Mrs. C is a woman of few words.  She will not communicate if something should be apparent. 

“Why should I waste my words.”

For instance, tonight after dinner I remarked about some Girl Scout cookies we had, “Lemonade” that we both really like.  I need a snack with my evening coffee, and these cookies were high on my list.

“There are only three Lemonades left, I’m having two, but I’m waring you, if you don’t take the last one, it will be toast later on tonight!”

           

Later tonight it was time to go downstairs and turn out the front light.  The front light is left on every night until 11:00 when it is my job to go downstairs and turn it off.  “Why” you ask, don’t we just turn the light off when we first go upstairs? (which we do early to watch TV)”

Don’t ask!

Anyway, as I was going downstairs, I said,

“Last chance on the Lemonade cookie, if you don’t want it, it is mine.”

        

I turned out the light and went for the cookie.  It had already been consumed.

When I returned upstairs, I lied to Mrs. C,

“I decided not to eat the last cookie, it’s yours if you want it tomorrow.”

        

“You’ve got nothing to say?”

        

“I know you ate it, it was gone!”

“So….”

“So why didn’t you tell me when I asked if you wanted it?”

“I knew you would figure it out, why should I waste the words.”
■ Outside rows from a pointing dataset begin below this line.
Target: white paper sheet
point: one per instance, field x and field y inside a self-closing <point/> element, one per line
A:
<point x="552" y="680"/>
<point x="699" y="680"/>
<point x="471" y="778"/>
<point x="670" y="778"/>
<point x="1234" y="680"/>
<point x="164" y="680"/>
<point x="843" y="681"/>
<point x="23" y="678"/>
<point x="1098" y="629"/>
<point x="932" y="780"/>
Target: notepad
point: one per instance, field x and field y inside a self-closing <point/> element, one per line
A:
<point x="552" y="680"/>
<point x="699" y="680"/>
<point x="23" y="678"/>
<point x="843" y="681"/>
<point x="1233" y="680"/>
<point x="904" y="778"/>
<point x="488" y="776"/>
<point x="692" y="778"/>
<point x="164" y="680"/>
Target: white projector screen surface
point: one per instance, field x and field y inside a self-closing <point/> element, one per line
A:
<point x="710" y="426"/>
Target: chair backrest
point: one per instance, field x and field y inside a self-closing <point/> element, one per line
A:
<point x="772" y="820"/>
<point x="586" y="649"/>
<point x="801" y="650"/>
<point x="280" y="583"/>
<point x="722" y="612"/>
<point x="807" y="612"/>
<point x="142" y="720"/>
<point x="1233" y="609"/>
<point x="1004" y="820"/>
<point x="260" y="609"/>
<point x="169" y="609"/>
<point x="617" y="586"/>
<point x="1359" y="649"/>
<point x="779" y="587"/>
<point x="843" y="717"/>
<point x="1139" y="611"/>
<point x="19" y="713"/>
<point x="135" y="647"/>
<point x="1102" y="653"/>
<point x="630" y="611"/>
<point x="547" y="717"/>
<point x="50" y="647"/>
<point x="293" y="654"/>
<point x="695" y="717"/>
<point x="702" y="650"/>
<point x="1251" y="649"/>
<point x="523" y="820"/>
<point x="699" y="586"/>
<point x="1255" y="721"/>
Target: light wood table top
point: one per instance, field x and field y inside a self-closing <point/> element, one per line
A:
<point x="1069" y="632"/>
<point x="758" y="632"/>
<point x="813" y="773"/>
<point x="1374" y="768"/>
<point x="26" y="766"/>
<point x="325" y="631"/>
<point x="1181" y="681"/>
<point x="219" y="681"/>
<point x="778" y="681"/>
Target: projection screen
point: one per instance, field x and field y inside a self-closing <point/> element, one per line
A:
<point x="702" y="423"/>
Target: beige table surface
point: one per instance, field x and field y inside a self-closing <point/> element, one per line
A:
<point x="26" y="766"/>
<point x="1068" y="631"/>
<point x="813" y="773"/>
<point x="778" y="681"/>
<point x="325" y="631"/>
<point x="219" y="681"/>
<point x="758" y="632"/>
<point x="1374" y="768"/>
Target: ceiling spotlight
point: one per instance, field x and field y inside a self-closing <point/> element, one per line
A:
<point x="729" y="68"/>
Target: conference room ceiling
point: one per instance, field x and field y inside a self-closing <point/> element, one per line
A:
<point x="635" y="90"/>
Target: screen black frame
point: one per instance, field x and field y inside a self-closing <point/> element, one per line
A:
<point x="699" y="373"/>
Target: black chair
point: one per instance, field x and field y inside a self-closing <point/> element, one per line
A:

“You do know, you are not charged by the word.  It’s not as if when you are born you are only allowed a certain number of words and then you die.  There is no reason to save your words!”

        

“I hate you!”

“You’re a jerk!”

“You just wasted three words; I know I’m a jerk!”

              

14 comments:

  1. If the cookie had been there, you could have hidden it under a towel so she would have to ask for it! Unless that towel trick only works against YOU!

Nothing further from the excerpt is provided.